To add to the potential confusion, decreased exercise, which may occur along with aging, may also cause symptoms that are similar to those of MS, such as leg heaviness, decreased endurance, and decreased walking stability.  This is known as physical deconditioning, or, more simply, being out of shape.  Deconditioning may not have a large impact on day-to-day function in those with no neurological problems.  However, in those with MS (and other neurological conditions), a relatively small decline in the amount of exercise may cause a significant reduction in function. 

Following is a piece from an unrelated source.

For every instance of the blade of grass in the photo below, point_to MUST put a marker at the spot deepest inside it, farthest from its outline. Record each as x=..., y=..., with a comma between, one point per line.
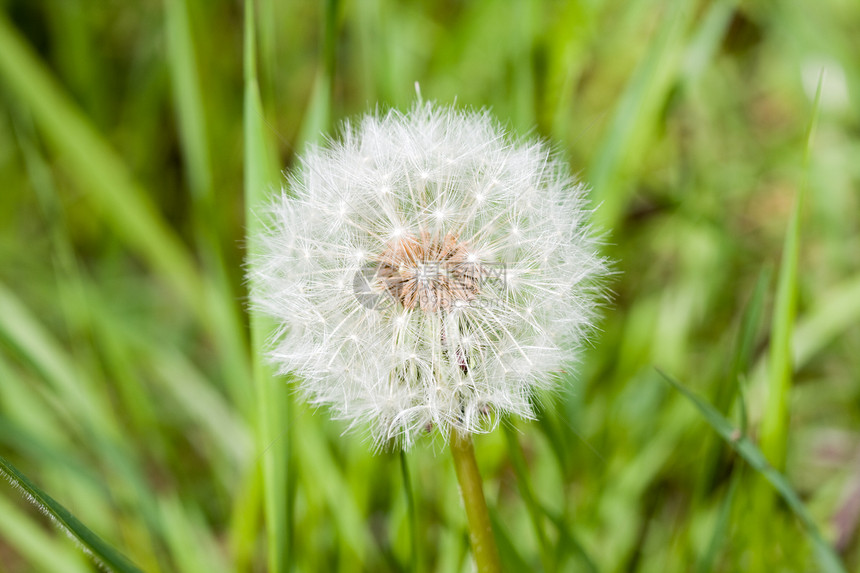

Distinguishing between MS and aging
How can one tell the difference between aging and worsening MS?  This is a complex question.  As a result, it should definitely be discussed with your physician.  Areas that should be considered include:

Symptoms
It is important to note the specific symptoms that you have and how these symptoms develop over time.  These features of your symptoms may be very helpful in differentiating between aging and MS.  For example, symptoms that develop slowly over months, especially decreased endurance and visual difficulties, may be aging-related.  Slowly developing physical symptoms that develop in the setting of decreased exercise may be due to aging as well as physical deconditioning.  Symptoms that are more likely to be MS-related include those that develop over the course of days, involve impaired sensation or coordination, or affect a specific portion of the body, such as one side of the body or one leg or one arm.

Neurological exam
As part of an evaluation, a neurologist does a neurological exam.  This exam, which provides valuable information about the functioning of the nervous system, may help to distinguish between aging and worsening MS.  If the exam has changed in a way that a very specific part of the nervous system is involved, such as a particular region of the spinal cord, then this is more likely to be MS-related.  In contrast, aging is more likely when a person has complaints of decreased endurance or decreased walking stability but the neurological exam has not changed. 

MRI
Like the neurological exam, MRI provides specific information about the nervous system.  While the neurological exam shows the function of the nervous system, MRI shows the structure of the nervous system.  Since aging does not show any readily apparent changes on MRI and MS may cause white spots known as lesions, MRI may help determine whether one’s symptoms are due to aging or MS.

Conclusion
Distinguishing between aging and worsening MS is extremely important.  If MS is worsening, then it is important to change one’s MS treatment regimen.  Likewise, if one is experiencing aging-related changes, then modifying the MS treatment will not be helpful and, if it causes side effects, could actually be harmful.  For situations in which it is thought that physical deconditioning may play a role, a trial of increased exercise may help clarify the situation.

Due to the complexity and importance of these issues, it is very important to discuss your particular situation with your physician.